Pursuant to 29 CFR 90.18(c) reconsideration may be granted under
the following circumstances:
(1) If it appears on the basis of facts not previously considered
that the determination complained of was erroneous;
(2) If it appears that the determination complained of was based on
a mistake in the determination of facts not previously considered; or
(3) If in the opinion of the Certifying Officer, a mis-
interpretation of facts or of the law justified reconsideration of the
decision.
The initial investigation resulted in a negative determination was
based on the finding that imports of residential roofing materials did
not contribute importantly to worker separations at the subject
facility and there was no shift of production to a foreign country. The
subject firm did not import residential roofing materials during the
relevant period. The ``contributed importantly'' test is generally
demonstrated through a survey of the workers' firm's declining domestic
customers. A survey conducted by the Department of Labor revealed that
major customers did not purchase imported residential roofing materials
during 2006, 2007 and during the January through February 2008 period.
The petitioner indicates that ``The workers produced asphaltic
roofing materials and that the sales and employment at the firm
declined during the relevant period.''
Since the worker group was denied on the fact that imports did not
contribute importantly to the layoffs at the subject firm and no shift
of production to a foreign source occurred, the information provided by
the petitioner in the request for reconsideration does not help to
satisfy the criteria necessary for certification for TAA.
The request for reconsideration also appears to address workers
eligibility for ATAA. The petitioner states that ``a significant number
of employees at this location are 50 or older and do not possess skills
that are easily transferable.''
In order for the Department to issue a certification of eligibility
to apply for ATAA, the worker group must be certified eligible to apply
for trade adjustment assistance (TAA).
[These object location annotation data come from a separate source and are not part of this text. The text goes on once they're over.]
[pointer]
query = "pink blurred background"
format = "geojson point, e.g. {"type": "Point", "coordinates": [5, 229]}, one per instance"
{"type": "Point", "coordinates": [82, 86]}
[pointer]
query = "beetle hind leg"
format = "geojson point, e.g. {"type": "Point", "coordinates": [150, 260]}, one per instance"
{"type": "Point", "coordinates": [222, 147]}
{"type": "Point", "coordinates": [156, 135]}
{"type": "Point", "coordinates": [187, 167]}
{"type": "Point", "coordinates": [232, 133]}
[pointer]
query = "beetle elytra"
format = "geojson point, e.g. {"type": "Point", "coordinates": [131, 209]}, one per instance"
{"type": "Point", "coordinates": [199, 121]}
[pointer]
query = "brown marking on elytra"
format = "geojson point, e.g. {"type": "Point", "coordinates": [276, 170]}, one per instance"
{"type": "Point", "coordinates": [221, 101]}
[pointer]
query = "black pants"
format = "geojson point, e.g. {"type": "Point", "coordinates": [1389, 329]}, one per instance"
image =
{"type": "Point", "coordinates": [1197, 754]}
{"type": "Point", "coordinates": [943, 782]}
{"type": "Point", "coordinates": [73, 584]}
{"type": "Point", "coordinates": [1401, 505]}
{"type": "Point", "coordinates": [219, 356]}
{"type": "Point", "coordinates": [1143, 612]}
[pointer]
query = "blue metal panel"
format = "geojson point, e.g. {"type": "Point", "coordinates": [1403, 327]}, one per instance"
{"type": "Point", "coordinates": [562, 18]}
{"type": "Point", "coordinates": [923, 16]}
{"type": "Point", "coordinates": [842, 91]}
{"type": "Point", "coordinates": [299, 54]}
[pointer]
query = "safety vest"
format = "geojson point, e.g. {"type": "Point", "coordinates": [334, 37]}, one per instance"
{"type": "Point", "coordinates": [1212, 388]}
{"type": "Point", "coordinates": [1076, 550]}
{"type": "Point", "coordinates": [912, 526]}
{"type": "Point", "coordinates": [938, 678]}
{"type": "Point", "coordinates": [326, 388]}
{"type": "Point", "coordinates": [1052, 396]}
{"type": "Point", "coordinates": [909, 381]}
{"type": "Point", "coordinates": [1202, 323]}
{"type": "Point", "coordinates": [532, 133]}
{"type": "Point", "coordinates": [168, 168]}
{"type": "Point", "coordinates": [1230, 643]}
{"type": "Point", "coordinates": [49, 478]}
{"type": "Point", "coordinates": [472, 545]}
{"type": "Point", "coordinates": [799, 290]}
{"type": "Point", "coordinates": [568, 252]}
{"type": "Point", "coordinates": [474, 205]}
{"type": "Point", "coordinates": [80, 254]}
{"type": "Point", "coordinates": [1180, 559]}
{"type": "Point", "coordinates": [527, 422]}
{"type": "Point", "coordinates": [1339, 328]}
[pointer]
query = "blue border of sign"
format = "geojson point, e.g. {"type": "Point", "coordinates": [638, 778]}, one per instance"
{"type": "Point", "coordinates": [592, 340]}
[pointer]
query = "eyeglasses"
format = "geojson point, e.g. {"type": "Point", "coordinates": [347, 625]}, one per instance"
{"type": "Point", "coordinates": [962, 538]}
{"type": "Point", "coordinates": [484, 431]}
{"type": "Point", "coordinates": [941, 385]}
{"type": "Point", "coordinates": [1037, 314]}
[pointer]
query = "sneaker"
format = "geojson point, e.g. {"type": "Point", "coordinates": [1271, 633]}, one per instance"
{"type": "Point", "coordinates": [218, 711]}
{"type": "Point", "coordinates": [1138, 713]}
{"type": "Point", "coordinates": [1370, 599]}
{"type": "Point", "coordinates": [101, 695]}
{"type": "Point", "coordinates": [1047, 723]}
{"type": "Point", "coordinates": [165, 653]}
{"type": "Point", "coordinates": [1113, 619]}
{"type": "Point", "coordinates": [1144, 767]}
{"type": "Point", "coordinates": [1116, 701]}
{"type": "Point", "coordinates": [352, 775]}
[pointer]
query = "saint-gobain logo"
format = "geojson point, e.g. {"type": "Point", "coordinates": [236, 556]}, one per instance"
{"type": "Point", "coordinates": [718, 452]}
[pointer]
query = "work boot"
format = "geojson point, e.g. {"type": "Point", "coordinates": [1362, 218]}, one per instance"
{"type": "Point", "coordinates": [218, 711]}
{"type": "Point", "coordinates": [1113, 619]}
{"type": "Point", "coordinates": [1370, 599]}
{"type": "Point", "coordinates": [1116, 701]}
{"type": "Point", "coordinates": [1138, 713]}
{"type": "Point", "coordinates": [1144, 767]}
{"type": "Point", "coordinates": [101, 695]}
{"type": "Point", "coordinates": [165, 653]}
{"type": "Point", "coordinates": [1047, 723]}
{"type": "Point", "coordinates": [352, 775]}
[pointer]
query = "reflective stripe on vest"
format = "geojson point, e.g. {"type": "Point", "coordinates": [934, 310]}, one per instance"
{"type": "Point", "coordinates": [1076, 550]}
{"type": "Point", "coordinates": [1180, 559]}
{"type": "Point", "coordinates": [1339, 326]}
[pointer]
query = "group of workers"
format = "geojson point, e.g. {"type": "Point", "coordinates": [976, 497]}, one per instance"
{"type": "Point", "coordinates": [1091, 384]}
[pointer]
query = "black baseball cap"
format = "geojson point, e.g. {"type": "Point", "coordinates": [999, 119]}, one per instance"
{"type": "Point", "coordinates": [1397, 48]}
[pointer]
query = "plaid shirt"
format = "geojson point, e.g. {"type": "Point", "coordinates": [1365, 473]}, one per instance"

Since the workers are denied
eligibility to apply for TAA, the workers cannot be certified eligible
for ATAA.
The Union did not supply facts not previously considered; nor
provide additional documentation indicating that there was either (1) a
mistake in the determination of facts not previously considered or (2)
a misinterpretation of facts or of the law justifying reconsideration
of the initial determination.
After careful review of the request for reconsideration, the
Department determines that 29 CFR 90.18(c) has not been met.
Conclusion
After review of the application and investigative findings, I
conclude that there has been no error or misinterpretation of the law
or of the facts which would justify reconsideration of the Department
of Labor's prior decision. Accordingly, the application is denied.
Signed in Washington, DC, this 4th day of June, 2008.
Elliott S. Kushner,
Certifying Officer, Division of Trade Adjustment Assistance.